C&B Notes

Kenyan Development: Start-Ups & Mobile Technology

The increasing prevalence of mobile phones and their related carrier networks are creating opportunities for both for-profit and not-for-profit entities to improve quality of life for people in underdeveloped countries.  This article primarily explores what is happening in healthcare in Kenya, although technology start-ups are creating change in a variety of other areas (personal finance being a big example).

Last year [Erick] Njenga and three [Strathmore University] classmates developed a program that will let thousands of Kenyan health workers use mobile phones to report and track the spread of diseases in real time — and they’d done it for a tiny fraction of what the government had been on the verge of paying for such an application.  Their success — and that of others in the nation’s fast-growing startup scene — demonstrates the emergence of a tech-savvy generation able to address Kenya’s public-health problems in ways that donors, nongovernmental organizations, and multinational companies alone cannot.

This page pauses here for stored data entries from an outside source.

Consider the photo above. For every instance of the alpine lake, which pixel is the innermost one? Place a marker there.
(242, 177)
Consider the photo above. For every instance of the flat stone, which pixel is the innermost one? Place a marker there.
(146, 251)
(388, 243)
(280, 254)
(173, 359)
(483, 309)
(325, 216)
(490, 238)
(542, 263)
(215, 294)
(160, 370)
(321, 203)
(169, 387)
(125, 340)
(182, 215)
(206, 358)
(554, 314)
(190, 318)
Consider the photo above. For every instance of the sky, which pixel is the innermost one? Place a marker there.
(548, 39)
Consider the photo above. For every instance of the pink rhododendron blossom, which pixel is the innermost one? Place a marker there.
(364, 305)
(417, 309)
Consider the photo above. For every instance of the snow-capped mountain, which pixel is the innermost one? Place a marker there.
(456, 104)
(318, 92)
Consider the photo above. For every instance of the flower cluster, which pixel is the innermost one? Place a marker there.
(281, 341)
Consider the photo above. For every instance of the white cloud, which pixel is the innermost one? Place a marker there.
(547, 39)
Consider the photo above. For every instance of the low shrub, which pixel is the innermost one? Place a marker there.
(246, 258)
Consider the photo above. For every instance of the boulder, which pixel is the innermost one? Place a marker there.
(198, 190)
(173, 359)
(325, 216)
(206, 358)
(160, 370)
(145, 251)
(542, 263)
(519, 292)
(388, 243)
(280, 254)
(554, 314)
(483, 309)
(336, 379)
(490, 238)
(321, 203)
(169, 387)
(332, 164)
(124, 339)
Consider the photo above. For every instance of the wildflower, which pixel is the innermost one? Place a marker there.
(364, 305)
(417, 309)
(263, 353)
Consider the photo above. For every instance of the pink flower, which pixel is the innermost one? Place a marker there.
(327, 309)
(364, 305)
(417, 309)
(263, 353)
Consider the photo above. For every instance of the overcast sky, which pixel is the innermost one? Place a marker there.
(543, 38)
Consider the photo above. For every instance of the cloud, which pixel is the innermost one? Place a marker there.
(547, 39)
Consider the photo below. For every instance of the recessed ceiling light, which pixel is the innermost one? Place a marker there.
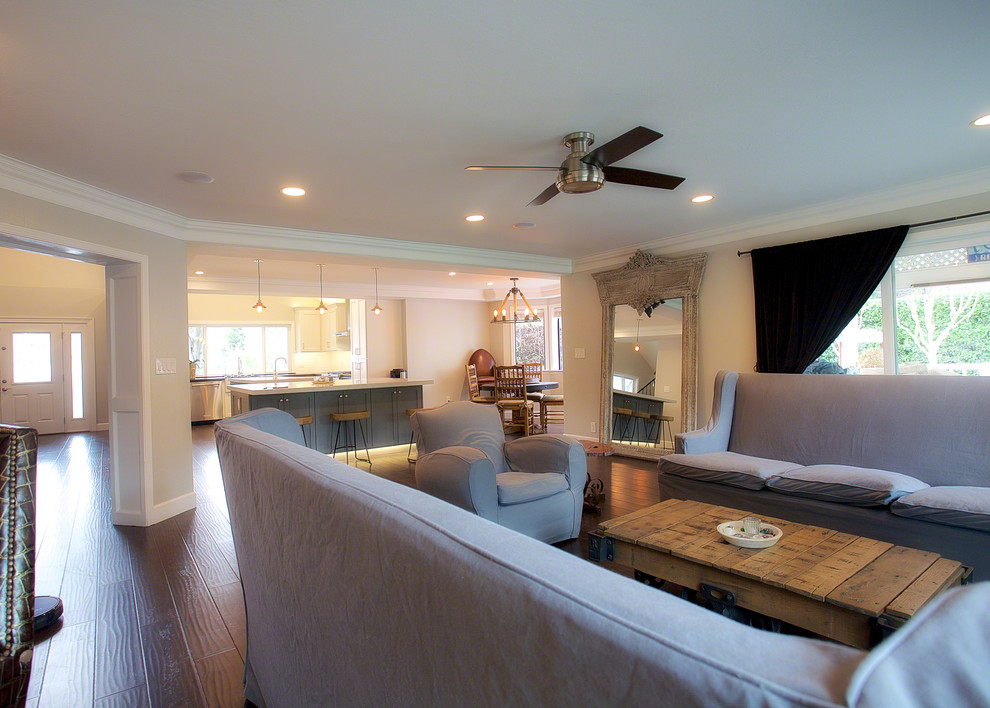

iHub is a Nairobi-based technology incubator that is at the center of the start-up culture developing in the city.  It is taking cost out of the system and bringing solutions to life much more quickly for Kenyans:

The incubator opened in 2010 and now counts more than 6,000 members, with an average of 1,000 new applications a year.  Most members are merely part of iHub’s online community, but more than 250 of them use the space.  Some 40 companies have launched from iHub, and 10 have received seed funding from venture capitalists.  The most successful so far is Kopo Kopo, which helps merchants manage payments from M-Pesa and similar services.  One key to iHub’s growth is that Kenya’s IT infrastructure has improved significantly.  The first Internet fiber connection landed at the Kenyan coast in 2009 (previous service had come through satellite dishes in the Rift Valley), and the country’s first truly mass-market Android smart phone went on sale in 2010, for $80.  Safaricom now counts 600,000 smart phones of all kinds on its network and expects them to make up 80 percent of the market by 2014.

An interesting side note highlighted in this article: most of the growing number of mobile phones in Kenya are not smart phones, which creates a particular challenge for developers to work around and speaks to the larger opportunity to make smart phones (as they become more affordable) a backbone of life in these countries and avoid much of the “wired” infrastructure that is a part of life (and an expensive one to maintain and expand for utilities) in the more developed world.